The Kite Runner, by Khaled Hosseini, is the story of Amir's life from the perspective of time. Of course the answer to your question is yes because it was a choice, and the concept of choice is that one may decide. Though he could have made a different choice, it is unlikely that Amir would have done so--unless he knew then what he knows about himself and the effects of his guilt by the end of the story.

"I had one last chance to make a decision. One final opportunity to decide who I was going to be. I could step into that alley, stand up for Hassan--the way he'd stood up for me all these times in the past--and accept whatever would happen to me. Or I could run. In the end, I ran." 

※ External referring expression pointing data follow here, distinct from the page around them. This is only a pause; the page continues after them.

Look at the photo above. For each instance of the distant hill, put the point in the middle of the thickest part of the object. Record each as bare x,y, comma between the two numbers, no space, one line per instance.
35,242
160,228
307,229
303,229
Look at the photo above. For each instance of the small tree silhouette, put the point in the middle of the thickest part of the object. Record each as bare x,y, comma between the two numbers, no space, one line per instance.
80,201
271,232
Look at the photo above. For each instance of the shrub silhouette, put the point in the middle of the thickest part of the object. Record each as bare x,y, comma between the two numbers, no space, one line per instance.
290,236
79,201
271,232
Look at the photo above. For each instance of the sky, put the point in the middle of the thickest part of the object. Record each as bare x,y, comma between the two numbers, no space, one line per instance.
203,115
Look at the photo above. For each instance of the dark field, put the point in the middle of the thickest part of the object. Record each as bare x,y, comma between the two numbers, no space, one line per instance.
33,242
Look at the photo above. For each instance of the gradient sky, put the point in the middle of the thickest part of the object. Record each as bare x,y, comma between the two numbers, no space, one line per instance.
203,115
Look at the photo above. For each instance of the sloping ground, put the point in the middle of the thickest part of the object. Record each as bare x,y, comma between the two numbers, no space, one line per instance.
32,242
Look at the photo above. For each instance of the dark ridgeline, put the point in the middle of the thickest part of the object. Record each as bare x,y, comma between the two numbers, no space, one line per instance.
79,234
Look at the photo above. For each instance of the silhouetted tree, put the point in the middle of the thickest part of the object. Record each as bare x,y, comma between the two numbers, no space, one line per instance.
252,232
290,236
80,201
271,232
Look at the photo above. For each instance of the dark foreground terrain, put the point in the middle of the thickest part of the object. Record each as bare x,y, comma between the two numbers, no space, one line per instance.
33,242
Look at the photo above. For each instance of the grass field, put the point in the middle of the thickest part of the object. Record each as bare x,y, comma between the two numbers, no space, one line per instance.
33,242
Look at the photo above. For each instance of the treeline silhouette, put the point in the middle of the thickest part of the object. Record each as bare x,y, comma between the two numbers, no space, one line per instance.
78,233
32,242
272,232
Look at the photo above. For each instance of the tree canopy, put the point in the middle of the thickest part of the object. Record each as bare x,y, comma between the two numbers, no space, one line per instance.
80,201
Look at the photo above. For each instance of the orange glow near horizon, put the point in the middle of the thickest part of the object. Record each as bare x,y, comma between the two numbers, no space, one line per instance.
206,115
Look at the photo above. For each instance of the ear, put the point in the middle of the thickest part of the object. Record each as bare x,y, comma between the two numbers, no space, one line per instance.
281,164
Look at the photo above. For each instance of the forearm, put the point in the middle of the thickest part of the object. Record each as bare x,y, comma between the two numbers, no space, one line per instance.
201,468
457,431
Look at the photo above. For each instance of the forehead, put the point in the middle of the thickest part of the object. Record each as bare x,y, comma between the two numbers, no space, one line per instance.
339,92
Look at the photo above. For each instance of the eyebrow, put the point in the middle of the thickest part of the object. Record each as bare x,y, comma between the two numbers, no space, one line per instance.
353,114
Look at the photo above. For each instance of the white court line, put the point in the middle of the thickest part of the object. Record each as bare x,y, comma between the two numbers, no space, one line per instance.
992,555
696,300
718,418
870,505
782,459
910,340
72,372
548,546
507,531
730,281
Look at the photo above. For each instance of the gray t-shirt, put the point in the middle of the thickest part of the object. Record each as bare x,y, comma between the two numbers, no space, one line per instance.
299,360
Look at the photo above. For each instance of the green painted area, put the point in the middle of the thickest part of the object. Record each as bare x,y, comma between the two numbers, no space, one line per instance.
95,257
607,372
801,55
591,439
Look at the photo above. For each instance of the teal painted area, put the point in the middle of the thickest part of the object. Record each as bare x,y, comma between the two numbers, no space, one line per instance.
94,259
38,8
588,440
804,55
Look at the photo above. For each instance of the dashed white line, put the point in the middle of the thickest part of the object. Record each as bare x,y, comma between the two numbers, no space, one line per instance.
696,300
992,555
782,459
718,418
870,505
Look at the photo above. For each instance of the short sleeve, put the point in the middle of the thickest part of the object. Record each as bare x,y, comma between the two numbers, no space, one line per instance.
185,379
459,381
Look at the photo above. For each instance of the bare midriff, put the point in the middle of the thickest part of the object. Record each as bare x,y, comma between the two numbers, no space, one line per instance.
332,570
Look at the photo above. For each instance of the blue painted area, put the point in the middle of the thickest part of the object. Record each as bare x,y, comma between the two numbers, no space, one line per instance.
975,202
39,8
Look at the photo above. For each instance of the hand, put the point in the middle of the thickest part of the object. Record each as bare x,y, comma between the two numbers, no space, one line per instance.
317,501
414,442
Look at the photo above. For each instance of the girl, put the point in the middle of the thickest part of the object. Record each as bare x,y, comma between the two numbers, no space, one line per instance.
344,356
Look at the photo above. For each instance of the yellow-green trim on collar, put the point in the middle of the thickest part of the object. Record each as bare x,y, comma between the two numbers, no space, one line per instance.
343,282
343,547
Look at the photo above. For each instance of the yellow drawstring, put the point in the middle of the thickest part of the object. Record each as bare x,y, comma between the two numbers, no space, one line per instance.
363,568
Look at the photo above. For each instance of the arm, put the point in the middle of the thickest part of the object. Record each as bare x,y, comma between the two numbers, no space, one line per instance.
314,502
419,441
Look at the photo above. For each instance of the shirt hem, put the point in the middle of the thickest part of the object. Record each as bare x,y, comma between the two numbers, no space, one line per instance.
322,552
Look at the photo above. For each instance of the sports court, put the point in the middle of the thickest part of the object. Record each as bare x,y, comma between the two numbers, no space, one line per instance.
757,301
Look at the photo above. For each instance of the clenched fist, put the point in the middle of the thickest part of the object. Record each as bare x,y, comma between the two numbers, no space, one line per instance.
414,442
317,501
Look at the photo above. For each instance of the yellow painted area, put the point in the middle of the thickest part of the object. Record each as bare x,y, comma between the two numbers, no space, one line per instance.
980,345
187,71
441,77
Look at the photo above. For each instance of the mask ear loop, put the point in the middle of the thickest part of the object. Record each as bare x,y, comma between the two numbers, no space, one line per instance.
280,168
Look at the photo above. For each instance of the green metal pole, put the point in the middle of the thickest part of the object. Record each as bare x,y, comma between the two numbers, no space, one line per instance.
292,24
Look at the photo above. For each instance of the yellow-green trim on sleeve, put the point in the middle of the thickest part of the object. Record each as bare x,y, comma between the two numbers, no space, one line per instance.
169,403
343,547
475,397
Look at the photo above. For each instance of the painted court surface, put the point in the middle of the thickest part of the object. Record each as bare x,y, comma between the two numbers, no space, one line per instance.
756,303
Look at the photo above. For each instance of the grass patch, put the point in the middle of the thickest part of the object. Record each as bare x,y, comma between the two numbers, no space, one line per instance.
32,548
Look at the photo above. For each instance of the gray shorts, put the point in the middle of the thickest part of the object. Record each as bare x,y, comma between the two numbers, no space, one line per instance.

Unfortunately, Amir is so jealous of Hassan by the time of the assault by Assef that Amir even takes a kind of perverse pleasure in Hassan's humiliation and pain. Amir is desperate for his father's love and approval, and he can get it if he ignores what he sees and lets Hassan "pay for" the kite which Baba expects Amir to get. That is exactly what happens: Amir gets his father's temporary approval and Hassan suffers a traumatic and painful abuse. 

It would be easy to let Amir off the hook by saying that he was just a boy, that he could not have stopped Assef by himself, or that it was Baba's fault for putting so much pressure on winning. While those may all be true to some degree, Amir's act is despicable, deliberate, and cowardly. Even worse, he does nothing to console Hassan; in fact, his cowardice, guilt, and jealousy prompt Amir to frame Hassan for theft. Baba has no choice but to send Hassan away, and Amir has to live with his guilt for the next several decades. 

Amir "decide[d] who [he] was going to be," and then he had to live with his decision until Rahim Khan gave him a chance to atone for the choice he made.